Synopsis: Amid the turbulence of World War II, a young German woman finds a precarious haven closer to the source of danger than she ever imagined–one that will propel her through the extremes of privilege and terror under Hitler’s dictatorship . . . 

In early 1943, Magda Ritter’s parents send her to relatives in Bavaria, hoping to keep her safe from the Allied bombs strafing Berlin. Young German women are expected to do their duty–working for the Reich or marrying to produce strong, healthy children. After an interview with the civil service, Magda is assigned to the Berghof, Hitler’s mountain retreat. Only after weeks of training does she learn her assignment: she will be one of several young women tasting the Fuhrer’s food, offering herself in sacrifice to keep him from being poisoned.

Perched high in the Bavarian Alps, the Berghof seems worlds away from the realities of battle.
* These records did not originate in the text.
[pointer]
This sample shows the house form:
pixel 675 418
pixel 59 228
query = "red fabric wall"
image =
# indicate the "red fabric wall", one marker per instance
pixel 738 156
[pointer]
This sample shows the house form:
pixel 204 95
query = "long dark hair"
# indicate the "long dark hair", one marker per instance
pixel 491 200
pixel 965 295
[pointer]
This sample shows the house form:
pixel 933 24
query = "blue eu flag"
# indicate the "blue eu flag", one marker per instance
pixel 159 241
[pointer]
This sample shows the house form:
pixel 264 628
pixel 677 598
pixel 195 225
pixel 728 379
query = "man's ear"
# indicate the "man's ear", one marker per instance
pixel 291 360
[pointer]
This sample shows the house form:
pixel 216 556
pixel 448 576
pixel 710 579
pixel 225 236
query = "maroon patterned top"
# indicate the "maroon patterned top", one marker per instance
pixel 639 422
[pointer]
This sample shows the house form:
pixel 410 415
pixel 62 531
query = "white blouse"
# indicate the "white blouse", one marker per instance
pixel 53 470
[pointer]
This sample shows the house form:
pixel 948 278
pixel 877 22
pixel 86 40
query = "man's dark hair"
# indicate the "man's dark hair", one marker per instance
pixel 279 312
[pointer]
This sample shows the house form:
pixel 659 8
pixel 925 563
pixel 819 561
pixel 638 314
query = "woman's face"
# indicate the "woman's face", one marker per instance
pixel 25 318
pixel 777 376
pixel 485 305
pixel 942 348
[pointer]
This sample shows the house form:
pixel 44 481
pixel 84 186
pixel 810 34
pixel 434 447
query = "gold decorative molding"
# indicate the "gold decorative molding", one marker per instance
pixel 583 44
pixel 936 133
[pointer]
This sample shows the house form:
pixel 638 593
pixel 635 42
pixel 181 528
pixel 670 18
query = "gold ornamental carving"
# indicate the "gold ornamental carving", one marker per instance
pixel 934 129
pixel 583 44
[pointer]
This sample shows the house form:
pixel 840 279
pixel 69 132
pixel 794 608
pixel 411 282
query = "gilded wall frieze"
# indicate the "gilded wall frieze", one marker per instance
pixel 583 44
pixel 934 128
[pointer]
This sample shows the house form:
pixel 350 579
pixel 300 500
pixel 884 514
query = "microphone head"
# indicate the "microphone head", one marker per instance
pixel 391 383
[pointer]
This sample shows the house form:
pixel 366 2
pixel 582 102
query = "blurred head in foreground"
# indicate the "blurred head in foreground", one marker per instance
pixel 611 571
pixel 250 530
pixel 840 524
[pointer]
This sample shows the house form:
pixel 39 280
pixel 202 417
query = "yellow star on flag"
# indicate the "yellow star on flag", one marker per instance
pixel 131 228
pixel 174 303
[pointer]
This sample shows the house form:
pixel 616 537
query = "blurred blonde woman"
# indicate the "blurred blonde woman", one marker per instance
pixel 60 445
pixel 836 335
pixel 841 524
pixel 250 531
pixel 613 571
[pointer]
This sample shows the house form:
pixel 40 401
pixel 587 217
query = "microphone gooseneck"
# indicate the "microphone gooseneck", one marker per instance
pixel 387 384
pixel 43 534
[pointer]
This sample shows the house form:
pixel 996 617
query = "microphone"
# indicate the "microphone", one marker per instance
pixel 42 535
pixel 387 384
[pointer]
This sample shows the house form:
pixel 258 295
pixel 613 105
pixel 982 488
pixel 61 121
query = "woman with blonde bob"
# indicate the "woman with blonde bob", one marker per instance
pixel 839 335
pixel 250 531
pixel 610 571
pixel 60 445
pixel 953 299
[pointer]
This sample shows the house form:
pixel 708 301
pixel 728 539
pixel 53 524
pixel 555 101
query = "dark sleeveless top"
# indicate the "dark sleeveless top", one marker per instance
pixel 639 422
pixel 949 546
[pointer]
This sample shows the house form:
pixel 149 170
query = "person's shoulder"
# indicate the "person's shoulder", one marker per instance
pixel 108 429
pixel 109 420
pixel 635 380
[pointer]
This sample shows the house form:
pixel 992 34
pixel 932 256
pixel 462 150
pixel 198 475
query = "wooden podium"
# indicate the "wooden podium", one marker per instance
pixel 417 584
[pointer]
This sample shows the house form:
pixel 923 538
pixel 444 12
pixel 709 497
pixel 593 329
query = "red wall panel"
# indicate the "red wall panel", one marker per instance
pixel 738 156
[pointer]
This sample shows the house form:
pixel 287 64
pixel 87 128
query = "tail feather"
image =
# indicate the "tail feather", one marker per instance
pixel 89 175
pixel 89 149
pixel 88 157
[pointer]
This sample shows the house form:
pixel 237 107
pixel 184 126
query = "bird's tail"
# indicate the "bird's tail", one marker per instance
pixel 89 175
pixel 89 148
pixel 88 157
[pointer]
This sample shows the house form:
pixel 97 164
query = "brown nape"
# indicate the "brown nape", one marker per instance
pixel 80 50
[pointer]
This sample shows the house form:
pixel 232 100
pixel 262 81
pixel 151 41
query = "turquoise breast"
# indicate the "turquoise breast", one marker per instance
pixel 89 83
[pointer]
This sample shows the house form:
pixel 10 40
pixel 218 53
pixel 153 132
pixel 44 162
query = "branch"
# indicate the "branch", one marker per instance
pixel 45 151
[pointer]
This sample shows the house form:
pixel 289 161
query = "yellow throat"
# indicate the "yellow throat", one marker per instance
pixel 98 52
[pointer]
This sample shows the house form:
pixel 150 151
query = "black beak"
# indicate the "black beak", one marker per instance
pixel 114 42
Though terrified at first, Magda gradually becomes used to her dangerous occupation–though she knows better than to voice her misgivings about the war. But her love for a conspirator within the SS, and her growing awareness of the Reich’s atrocities, draw Magda into a plot that will test her wits and loyalty in a quest for safety, freedom, and ultimately, vengeance.

Vividly written and ambitious in scope, The Taster examines the harrowing moral dilemmas of war in an emotional story filled with acts of extraordinary courage.

When she goes in search of a job, Magda finds herself assigned to be a taster for Adolf Hitler. Though she had little political inclination herself, she slowly comes to see just how inhumane the war is. Somehow, she must keep her true opinions to herself as she lives in the heart of the Reich.

To be honest, this left me with mixed feelings. The story is well researched and, for the most part, well written. Magda starting off with no real opinion about the war was a brilliant move, as it makes it easier to follow her journey. She did change her mind very quick merely because the man she was attracted to showed her pictures, but they were graphic images.

I especially liked the approach of “what-if” that the author used to tell this story. The telling of the story, how it ends, made it seem likely it could have happened in a similar manner.

There is a sex scene, though thankfully it is not detailed. There is also a rape scene which was in more detail. Towards the end, Magda’s journey did seem a little far-fetched, and the end was even more unbelievable.

Overall, I found it interesting if not exactly an instant favorite.